In the meantime, a joint program with the Russian space agency Roscosmos — launching medium-lift Soyuz rockets from French Guiana — fell apart after Russia’s invasion of Ukraine. Adding insult to injury, Europe’s small Vega-C rocket was grounded after its second launch ended in failure.

And so, since the Ariane 5’s final flight last July, Europe has not had its own rockets to launch European payloads. Indeed, at least four satellites originally slated to fly aboard European launchers were instead carried to orbit aboard SpaceX Falcon 9 rockets.

“You don’t want to depend on anybody, and that’s why all spacefaring nations want their own access to space,” Lucia Linares, director of space transportation strategy and institutional launches for ESA, said in remarks quoted by Nature magazine.

Two variants of the Ariane 6 are planned: one with two strap-on boosters, the Ariane 62, and a more powerful version, the Ariane 64, with four strap-on boosters.
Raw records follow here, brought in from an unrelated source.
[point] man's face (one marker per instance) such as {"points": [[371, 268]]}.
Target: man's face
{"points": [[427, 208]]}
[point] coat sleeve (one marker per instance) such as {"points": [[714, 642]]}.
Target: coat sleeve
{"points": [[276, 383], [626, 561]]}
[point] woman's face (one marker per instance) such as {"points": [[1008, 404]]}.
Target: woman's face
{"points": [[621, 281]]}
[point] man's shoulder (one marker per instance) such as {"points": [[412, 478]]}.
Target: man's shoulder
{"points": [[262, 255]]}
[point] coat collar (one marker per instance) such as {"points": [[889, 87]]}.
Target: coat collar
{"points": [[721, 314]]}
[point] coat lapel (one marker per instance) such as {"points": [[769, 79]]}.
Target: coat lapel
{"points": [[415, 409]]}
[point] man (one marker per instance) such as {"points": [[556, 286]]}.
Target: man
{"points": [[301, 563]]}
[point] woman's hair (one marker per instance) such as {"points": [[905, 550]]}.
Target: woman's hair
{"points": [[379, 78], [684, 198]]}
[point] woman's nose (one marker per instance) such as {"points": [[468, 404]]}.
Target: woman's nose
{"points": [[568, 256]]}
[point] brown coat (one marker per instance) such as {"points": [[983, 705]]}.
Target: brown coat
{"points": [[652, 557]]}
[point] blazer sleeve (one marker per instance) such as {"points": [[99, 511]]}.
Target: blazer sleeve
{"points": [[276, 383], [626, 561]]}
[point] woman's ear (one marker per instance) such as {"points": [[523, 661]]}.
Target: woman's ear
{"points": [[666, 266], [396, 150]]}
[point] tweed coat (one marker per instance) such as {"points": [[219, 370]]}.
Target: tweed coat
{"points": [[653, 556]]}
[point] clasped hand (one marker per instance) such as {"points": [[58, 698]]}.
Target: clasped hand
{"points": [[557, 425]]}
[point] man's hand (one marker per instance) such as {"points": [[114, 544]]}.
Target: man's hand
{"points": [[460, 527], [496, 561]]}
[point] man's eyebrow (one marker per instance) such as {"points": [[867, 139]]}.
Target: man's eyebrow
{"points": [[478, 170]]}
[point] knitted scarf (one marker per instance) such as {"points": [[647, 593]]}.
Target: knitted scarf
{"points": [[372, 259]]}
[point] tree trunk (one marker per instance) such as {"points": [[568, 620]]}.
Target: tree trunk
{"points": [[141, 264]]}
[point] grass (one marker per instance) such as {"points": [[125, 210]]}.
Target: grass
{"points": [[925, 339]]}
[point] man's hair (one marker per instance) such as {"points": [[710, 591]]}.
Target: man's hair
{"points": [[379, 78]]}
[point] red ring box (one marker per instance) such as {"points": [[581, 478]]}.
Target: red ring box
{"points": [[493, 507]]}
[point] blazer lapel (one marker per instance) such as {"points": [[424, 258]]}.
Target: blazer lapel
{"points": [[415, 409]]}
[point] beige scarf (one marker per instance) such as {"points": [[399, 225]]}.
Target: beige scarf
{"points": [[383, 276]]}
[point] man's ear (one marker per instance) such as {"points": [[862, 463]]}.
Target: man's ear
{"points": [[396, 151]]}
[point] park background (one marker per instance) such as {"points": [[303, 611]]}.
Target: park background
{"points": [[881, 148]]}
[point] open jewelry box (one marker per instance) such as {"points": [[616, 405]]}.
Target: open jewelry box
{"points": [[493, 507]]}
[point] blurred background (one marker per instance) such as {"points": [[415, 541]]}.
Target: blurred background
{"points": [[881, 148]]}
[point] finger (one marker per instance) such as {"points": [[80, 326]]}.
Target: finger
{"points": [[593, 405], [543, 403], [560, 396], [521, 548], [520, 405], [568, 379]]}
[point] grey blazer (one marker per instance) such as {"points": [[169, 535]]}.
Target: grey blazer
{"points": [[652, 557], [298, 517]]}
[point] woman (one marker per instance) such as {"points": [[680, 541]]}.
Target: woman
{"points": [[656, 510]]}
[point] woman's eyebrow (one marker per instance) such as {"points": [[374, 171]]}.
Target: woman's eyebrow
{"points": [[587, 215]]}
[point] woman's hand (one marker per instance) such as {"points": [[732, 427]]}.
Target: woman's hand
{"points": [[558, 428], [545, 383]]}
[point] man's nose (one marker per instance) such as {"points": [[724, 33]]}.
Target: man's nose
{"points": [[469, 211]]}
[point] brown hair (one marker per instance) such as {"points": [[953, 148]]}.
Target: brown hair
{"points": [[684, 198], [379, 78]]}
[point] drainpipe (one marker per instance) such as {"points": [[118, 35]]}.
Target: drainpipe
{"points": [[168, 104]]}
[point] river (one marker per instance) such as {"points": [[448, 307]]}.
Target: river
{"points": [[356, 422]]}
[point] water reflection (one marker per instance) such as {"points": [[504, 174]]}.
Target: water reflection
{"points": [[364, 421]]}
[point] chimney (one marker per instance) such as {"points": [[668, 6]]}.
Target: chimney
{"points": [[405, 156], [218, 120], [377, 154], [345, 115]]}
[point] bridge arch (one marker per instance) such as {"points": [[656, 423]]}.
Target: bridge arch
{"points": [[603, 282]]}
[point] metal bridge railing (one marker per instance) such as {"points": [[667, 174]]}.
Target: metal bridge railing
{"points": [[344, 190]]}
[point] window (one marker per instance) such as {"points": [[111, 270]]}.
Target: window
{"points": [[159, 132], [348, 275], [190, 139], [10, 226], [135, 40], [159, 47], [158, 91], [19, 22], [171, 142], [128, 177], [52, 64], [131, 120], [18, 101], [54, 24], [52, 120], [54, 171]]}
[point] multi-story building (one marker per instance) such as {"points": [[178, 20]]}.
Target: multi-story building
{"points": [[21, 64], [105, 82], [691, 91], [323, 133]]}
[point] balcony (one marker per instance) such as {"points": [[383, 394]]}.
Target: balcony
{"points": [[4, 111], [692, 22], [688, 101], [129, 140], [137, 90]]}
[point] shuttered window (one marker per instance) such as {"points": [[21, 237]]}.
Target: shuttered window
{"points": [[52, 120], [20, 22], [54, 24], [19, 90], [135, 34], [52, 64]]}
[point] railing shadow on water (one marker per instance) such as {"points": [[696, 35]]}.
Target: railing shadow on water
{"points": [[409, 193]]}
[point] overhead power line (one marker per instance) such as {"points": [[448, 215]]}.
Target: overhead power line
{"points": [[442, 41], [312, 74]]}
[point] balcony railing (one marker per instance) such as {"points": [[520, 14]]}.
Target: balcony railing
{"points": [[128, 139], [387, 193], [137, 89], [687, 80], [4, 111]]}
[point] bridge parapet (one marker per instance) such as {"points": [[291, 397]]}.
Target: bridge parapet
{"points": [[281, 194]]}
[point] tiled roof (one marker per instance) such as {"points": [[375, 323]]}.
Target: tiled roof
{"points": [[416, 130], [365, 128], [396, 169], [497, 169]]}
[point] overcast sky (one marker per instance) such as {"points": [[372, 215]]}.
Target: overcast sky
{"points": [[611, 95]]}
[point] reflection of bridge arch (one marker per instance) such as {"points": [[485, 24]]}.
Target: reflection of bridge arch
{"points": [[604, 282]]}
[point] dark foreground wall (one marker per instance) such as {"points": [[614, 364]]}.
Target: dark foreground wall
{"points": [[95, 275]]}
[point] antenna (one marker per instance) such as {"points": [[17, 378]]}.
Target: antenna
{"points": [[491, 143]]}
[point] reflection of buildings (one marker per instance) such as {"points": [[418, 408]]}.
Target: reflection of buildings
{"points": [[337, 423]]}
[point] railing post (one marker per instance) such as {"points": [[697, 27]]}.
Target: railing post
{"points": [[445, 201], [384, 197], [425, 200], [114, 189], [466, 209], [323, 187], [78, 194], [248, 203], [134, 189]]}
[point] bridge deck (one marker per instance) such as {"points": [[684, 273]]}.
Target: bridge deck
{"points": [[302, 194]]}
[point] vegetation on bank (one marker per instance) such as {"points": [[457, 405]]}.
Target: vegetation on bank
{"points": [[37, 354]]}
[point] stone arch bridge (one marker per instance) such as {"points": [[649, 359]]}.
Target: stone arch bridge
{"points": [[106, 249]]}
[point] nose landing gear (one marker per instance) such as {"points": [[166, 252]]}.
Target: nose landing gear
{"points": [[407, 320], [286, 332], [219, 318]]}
A variety of payload fairings are available to accommodate different payload sizes.

Tolker-Nielsen said this “modular” system is ideal from Europe’s perspective.

“It’s a perfect system because Ariane 62 is replacing the Russian Soyuz, and Ariane 64 is replacing Ariane 5,” he said. “So it covers all our needs. Ariane 6 could be the European workhorse for the next 15 to 30 years.”